My fiancé has 2 boys from a previous marriage. One is 10 and one is 7. We have been together for nearly 2 years and get married in June.
For the past maybe 5 months the eldest has become a complete pain, he is a needy child anyway but I am finding him more so. We have also just worked out his is telling his BM and dad stories. Making it out to be worse than it is when he stays with us every weekend. And making out she never makes time for them to us. So he has been caught lying a few times. Whilst the younger one has been caught being nasty and lieing also recently. They ignore me all the time, which isn't just me. I am friends with their auntie from BM side.
They live with the BM in the week but they stay at their nans (my partners) house Tuesday, and stay late on Weds at her parents. And are with us from Friday to Monday morning, so I understand they don't see her too much. She doesn't help with the co parenting side of things, she says she will do certain things like stop the youngest with his dummy when he turned 7 (which is far too old anyway) and she lets him carry on. I just feel like I am stuck in a horrible place I love my partner to heaven and back however the kids are driving a wedge between us. I know I shouldn't be hurt as I am the adult however ithurts they lie about how we treat them at our house.
I am very lucky the DH is
I am very lucky the DH is very much onboard and on myside and backs me up if I ask the boys to do something and they ignore me, after I've asked twice and still nothing he will then go boys did you not hear?
I have done the whole, you ignored me, so I ignored you. But I didn't like that. I have a step mum and dad and have an amazing relationship with my step dad and quite a good one with my step mum. However it is so good because my step dad treated me like his own and not any different so I Love him like a father, which is kind of the relationship I am trying to go for with the boys. As when they are in our house, its our little family and when I have children that is going to add to the family.

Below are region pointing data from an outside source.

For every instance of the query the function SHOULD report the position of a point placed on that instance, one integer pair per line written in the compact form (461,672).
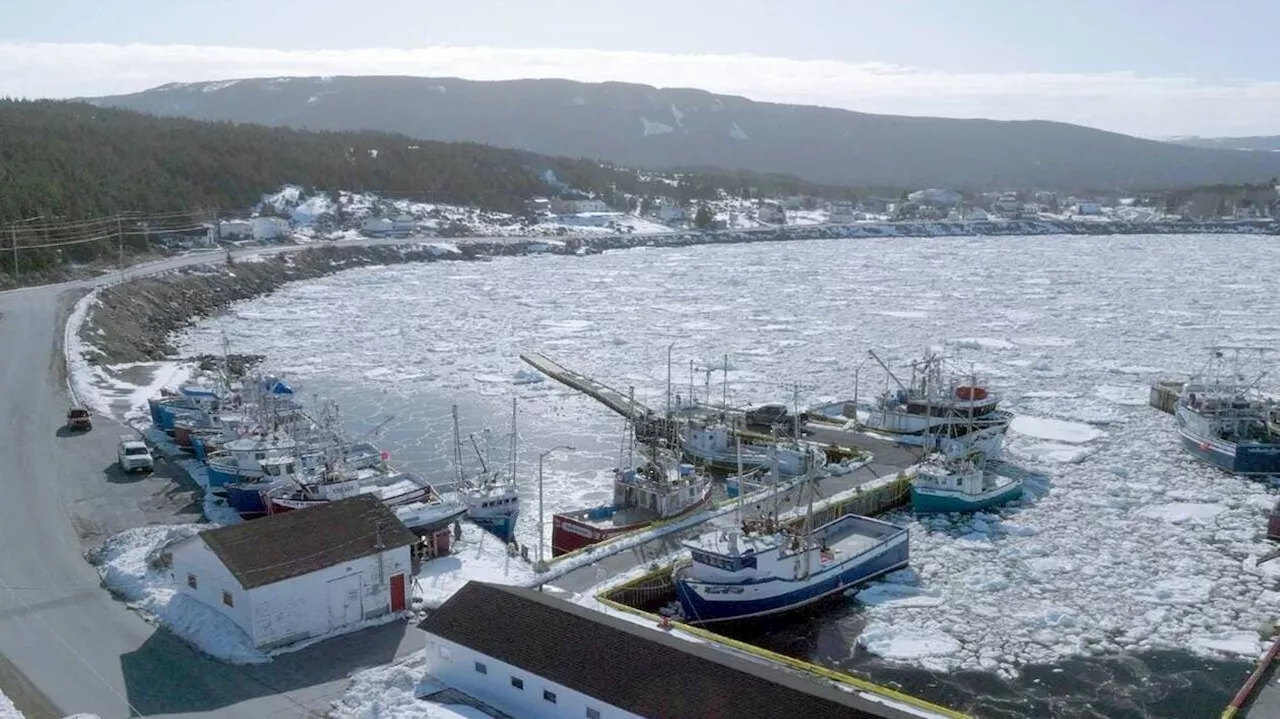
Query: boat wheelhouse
(764,569)
(657,489)
(1224,421)
(960,484)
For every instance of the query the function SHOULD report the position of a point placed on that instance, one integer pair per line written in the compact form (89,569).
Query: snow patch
(478,555)
(652,127)
(1055,430)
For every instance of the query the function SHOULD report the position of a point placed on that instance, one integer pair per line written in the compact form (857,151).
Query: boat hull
(502,526)
(924,502)
(571,534)
(1248,459)
(707,603)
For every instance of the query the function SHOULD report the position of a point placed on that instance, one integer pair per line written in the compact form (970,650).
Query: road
(65,645)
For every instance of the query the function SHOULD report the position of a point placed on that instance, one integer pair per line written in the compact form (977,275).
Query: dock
(1260,696)
(617,401)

I just suffer a bit with when they are here, I feel I can't relax in my house, all I hear is "dad" every 10 mins. Which is worse some weekends to others, so I just cant relax.
We do so much with them, take them on holidays, do fun things at weekends, zoo trips, play parks, inside playparks, pottery. Then playfootball every other sunday and Saturday is training day. So a lot of my weekend is football (which I am not overly keen about) but it is life.
If he catches them he will
If he catches them he will pull them up on it. However half the time it's when he isn't around so I have to ask "boys did you hear me" or say hello?? Just on Sunday he spoke to them without me saying how they need to stop ignoring people. It's not just me, which makes me feel slightly better. Then ss7 comes in, I say hi and get ignored so he just ignored the convo his dad had. Ss10 always goes out of his way to say hi and bye. 90% ss10 is so polite he just hurts me with his lying. It could be worse. The DH supports me and takes my opinion on board and has changed their lives for the better since we've lived together. Bed times, food, what films they should be watching and games on the Xbox. So he takes on board my opinion, the bm however is just a pain. He tries to reduce unneeded conversations and she just ups them again. :?